In questo settore tutti noi sentiamo vivere, vibrare, diventare reale quell’impulso a “esserci”, a esistere in modo unico che si è manifestato nella prima casa natale. Entrambe, la prima e la quinta, insieme alla nona sono case di fuoco, case di identità: che differenza c’è allora tra l’identità affermata nella prima casa e l’identità espressa nella quinta?

C’è di mezzo un mare infinito come tra il dire e il fare: la prima casa  riguarda la scoperta di sé e l’ascendente con cui inizia appartiene infatti all’asse della consapevolezza; la quinta casa riguarda invece l’espressione di sé, e “conoscere” è molto diverso dall’ ”esprimere”. Il primo è un processo interiore che non necessariamente ha uno sbocco all’esterno, il secondo invece con l’esterno ha necessariamente un impatto significativo oltre che basilare.

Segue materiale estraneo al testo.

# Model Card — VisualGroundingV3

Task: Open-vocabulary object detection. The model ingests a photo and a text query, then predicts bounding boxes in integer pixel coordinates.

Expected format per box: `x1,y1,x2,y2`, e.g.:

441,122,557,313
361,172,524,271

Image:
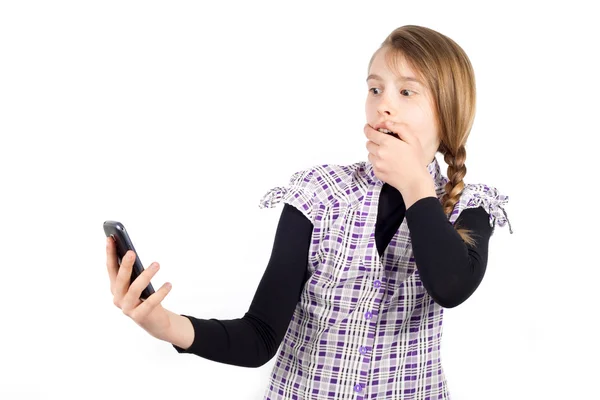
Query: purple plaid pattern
259,159,512,400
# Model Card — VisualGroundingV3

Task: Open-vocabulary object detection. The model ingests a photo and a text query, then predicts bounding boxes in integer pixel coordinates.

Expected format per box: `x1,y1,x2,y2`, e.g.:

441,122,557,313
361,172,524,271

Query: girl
107,25,512,400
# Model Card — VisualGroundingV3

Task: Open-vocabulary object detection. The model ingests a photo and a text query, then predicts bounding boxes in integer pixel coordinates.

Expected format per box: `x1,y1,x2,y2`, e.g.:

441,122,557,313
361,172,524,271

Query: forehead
367,49,421,83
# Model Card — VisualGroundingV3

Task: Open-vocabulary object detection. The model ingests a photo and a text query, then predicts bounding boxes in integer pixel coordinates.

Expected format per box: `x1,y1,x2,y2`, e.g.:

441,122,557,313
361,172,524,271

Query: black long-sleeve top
173,183,493,367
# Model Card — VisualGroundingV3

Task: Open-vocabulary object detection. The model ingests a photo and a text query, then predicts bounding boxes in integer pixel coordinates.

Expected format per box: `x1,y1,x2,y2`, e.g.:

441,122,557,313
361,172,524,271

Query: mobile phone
104,221,154,300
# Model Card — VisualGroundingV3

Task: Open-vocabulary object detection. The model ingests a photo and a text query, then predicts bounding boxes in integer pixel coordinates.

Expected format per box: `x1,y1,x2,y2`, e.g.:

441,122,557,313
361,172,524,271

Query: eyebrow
367,74,425,86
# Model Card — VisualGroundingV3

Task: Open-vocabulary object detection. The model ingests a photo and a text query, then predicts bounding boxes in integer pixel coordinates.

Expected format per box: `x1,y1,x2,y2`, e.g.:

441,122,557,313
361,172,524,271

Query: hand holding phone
104,221,171,340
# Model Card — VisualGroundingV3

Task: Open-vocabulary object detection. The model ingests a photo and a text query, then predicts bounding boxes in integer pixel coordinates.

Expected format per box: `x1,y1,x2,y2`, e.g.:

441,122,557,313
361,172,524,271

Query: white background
0,0,600,400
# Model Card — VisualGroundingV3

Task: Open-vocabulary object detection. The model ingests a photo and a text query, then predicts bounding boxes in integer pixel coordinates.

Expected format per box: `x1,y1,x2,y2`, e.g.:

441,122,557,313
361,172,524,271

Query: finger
106,236,119,292
388,122,417,144
131,282,173,319
114,250,135,301
121,263,160,313
365,124,388,145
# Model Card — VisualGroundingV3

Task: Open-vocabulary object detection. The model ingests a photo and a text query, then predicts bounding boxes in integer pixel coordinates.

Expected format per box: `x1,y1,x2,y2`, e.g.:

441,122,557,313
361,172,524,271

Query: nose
377,96,396,117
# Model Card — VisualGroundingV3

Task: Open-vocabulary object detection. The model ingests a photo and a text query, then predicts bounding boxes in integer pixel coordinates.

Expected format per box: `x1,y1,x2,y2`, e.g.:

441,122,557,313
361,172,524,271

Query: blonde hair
367,25,475,246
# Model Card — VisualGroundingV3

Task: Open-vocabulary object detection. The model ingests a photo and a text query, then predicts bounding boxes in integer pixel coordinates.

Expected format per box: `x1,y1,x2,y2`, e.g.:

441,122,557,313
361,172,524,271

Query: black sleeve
406,197,493,308
173,203,313,368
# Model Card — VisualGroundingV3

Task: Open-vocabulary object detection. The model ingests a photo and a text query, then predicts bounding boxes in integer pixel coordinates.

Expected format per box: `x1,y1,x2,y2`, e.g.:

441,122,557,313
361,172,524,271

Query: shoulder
450,183,513,233
260,161,365,207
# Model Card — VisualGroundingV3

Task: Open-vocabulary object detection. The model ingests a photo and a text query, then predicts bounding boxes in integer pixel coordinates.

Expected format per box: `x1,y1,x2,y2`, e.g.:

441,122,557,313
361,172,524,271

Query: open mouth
377,128,400,139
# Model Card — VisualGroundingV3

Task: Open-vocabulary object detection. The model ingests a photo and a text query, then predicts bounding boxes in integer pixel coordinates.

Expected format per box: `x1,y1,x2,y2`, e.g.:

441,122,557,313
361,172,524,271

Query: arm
406,197,492,308
171,204,312,367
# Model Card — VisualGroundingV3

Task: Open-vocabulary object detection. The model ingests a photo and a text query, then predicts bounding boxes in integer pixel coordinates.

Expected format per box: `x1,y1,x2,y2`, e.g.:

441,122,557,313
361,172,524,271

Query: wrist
163,309,195,349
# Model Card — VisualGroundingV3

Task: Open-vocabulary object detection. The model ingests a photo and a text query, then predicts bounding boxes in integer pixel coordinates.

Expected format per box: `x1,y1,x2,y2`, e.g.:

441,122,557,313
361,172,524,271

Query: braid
442,145,475,246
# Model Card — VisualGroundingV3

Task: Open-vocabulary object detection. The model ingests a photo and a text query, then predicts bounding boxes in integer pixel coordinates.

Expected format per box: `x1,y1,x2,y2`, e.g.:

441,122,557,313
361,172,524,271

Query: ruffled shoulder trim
450,183,513,234
258,168,316,222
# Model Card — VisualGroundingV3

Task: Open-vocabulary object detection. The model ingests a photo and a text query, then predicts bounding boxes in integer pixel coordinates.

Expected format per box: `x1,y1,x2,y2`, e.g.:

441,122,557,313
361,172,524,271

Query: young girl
108,25,512,400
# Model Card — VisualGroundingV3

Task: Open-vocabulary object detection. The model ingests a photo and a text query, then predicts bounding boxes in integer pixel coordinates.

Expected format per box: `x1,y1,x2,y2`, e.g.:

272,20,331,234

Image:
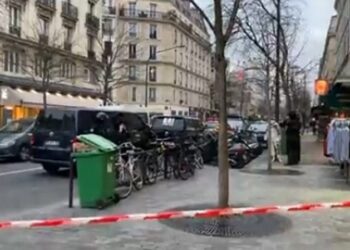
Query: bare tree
95,25,140,105
189,0,242,207
239,0,300,119
23,26,76,112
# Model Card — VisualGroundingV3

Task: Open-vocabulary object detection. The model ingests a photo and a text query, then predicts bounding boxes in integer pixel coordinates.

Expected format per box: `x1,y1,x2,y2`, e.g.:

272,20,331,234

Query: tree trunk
265,60,274,171
275,0,281,122
216,44,229,208
103,85,108,106
42,79,48,114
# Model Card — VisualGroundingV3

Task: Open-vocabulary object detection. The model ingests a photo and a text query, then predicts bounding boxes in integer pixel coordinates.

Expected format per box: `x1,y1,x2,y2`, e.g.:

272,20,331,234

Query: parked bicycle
115,142,144,199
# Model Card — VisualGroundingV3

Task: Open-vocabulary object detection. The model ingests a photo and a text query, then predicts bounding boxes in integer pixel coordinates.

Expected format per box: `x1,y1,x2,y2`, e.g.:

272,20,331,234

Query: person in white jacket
265,121,281,161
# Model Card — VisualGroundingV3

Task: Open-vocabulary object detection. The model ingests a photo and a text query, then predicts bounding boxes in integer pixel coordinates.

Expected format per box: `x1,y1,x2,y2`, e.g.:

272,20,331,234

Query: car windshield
152,117,185,131
35,109,75,131
247,121,268,132
0,120,33,134
227,118,244,130
205,122,219,129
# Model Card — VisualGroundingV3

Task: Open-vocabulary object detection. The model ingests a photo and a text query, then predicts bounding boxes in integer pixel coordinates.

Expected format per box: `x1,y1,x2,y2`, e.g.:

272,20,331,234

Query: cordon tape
0,201,350,230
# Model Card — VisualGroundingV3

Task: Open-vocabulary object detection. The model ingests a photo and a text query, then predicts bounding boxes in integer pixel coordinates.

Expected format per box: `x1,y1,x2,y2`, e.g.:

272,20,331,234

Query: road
0,137,350,250
0,162,72,219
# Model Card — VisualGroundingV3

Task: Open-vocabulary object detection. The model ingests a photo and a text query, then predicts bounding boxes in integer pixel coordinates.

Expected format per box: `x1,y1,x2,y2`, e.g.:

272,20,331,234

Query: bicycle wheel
174,153,191,181
194,150,204,169
132,161,143,190
116,165,133,199
145,155,159,185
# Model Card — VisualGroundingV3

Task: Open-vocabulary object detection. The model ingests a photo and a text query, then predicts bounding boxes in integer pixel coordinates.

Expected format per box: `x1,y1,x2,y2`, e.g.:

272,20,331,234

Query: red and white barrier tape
0,201,350,229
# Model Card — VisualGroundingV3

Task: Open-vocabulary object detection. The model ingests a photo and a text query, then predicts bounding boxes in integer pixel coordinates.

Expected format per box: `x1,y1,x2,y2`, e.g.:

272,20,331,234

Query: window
84,68,91,82
4,50,20,73
129,65,136,80
174,29,177,44
149,24,157,39
102,18,113,34
149,3,157,17
60,61,76,78
88,35,95,51
129,44,136,59
149,45,157,60
9,6,21,27
39,17,49,36
131,87,136,102
64,26,73,43
129,2,136,16
149,88,157,102
129,23,137,37
149,66,157,82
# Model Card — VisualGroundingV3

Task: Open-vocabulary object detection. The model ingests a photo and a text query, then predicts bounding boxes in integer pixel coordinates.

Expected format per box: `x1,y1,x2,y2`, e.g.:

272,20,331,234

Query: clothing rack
327,118,350,183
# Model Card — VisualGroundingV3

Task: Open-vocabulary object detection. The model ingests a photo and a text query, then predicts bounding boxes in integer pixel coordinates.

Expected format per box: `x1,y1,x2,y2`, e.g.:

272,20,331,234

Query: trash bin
279,128,288,165
73,134,118,208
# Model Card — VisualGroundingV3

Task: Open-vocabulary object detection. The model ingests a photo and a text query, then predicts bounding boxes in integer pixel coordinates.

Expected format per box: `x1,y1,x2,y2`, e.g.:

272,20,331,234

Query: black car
152,116,204,140
0,119,35,161
247,121,268,148
31,108,152,174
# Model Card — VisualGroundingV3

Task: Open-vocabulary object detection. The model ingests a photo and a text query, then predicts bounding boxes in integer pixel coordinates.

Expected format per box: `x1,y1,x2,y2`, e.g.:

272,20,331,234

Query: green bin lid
77,134,118,152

In numerosi testi di astrologia la 5 casa è stata spesso descritta  come la casa degli eccessi: tale categorizzazione richiama alla mente un che di sfrenato. In realtà il termine “eccesso”, da ex-cedere, significa uscire-fuori, si riferisce alla mancanza di limiti e ostacoli che ogni genuina e spontanea espressione di sé richiede. Eccessi quindi, in quanto mancanza di limiti, interni quali inibizioni e complessi, ed esterni quali i condizionamenti famigliari e sociali che reprimono, inibiscono e modificano la spontanea e naturale espressione della nostra individualità.

L’emozione, il divertimento, l’appagamento perciò, quando ci sono, non provengono dalla trasgressione e dalla sfrenatezza, ma dal poter esprimere liberamente e con profusione la nostra energia nelle azioni che compiutamente realizzano la nostra natura.